Professor Brown commented “The integration of Hobs’ 3D Printing facilities into MMU’s Digital Innovation Centre has proved to be a welcome initiative in bridging the gap between academia and the private sector. Having spent some time in the Centre over the past months, preparing my own work for 3D colour printing, I have found Hobs to be friendly, helpful, very knowledgeable, and above all they exude a contagious enthusiasm and obvious passion for their profession; ever ready to advise and assist on the production of their 3D work.”

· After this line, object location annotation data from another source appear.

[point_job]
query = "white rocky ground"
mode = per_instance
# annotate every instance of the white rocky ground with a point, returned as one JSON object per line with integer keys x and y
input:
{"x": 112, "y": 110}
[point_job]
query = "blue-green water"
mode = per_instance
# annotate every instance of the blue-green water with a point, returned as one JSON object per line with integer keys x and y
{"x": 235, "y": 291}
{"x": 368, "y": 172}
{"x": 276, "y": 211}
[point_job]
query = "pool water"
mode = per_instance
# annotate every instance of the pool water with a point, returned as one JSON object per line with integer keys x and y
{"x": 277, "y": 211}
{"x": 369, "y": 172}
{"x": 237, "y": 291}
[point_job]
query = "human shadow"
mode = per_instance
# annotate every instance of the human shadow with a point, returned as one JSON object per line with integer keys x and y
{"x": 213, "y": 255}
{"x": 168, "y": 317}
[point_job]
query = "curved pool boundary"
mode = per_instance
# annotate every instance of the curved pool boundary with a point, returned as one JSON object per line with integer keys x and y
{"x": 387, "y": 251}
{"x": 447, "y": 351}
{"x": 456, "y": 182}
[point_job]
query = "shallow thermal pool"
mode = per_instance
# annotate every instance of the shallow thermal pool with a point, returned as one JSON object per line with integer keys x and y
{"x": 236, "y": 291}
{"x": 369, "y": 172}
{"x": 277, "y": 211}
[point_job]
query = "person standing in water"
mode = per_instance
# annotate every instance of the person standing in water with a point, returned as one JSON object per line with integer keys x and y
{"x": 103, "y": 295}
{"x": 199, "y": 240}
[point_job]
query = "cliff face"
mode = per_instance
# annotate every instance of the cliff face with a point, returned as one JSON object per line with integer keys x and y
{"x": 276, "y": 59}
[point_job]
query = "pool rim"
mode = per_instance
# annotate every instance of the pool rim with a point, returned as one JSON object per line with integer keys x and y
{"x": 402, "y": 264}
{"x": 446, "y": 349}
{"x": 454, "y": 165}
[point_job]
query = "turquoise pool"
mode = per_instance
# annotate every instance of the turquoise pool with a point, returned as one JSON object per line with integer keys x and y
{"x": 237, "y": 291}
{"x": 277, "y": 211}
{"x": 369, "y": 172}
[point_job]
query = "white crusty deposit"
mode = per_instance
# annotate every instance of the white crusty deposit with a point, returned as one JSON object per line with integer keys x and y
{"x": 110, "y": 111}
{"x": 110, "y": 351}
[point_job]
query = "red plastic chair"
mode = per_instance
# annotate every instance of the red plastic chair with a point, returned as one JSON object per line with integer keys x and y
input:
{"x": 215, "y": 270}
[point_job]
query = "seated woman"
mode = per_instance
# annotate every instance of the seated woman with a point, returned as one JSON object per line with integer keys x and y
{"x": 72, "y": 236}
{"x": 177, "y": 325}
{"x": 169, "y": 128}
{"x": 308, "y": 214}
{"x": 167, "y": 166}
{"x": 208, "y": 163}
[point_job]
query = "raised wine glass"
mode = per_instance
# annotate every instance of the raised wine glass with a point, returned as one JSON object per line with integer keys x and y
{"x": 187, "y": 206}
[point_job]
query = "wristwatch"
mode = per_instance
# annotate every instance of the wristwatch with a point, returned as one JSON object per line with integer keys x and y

The use of 3D technologies is an essential aspect of Keith’s creative practice and is indispensable to the conception, content, and quality of the artwork. Keith explains “The focus of my digital sculptures lies within the discovery and realization of new three‐dimensional entities and deals with the appropriateness of medium in relation to process. The combination of computer modelling and 3D print opens pathways to explore new methodologies for the creation of physical objects that could neither be conceived nor made manifest by traditional means.
Preparing CAD models for 3D printing invariably requires further file manipulation, to search for and fix any errors in preparation for conversion into printer code. “There’s a great deal more to it than simply clicking on the ‘print job’ button. Hobs offers a highly professional technical service to assist with any issues and ensure a successful outcome. Their resident staff offer a wide range of expert skills, not just in the 3D print and post-production processes, but also an advanced understanding of most popular CAD applications.”
Professor Brown explains the background to him 3D printing fine art sculptures:
My main concern is with Real Virtuality or Cyberealism, rather than Virtual Reality, which means reversing the usual order between the cyber and the real. My intention is to explore the possibilities made available through computing technologies and bring these to a form of manifest actuality. This results in the production of a new order of object, presenting us with new forms, realities, experiences, and meanings in what must be considered a paradigm shift within the discipline of fine art sculpture.
My digital sculptures are born out of the direct manipulation of geometry in a multi‐dimensional cyber space where material, as we understand it, does not exist. In the cyber environment 3D entities may be encouraged to behave in ways not achievable through physical means. These virtual sculptures, made manifest through 3D printing technology, act as a vehicle which transports us to this strange and wonderful “other place” where physics, materiality and gravity, play no part, freeing form from material constraints, and transcending our given understanding of how material objects behave in the world.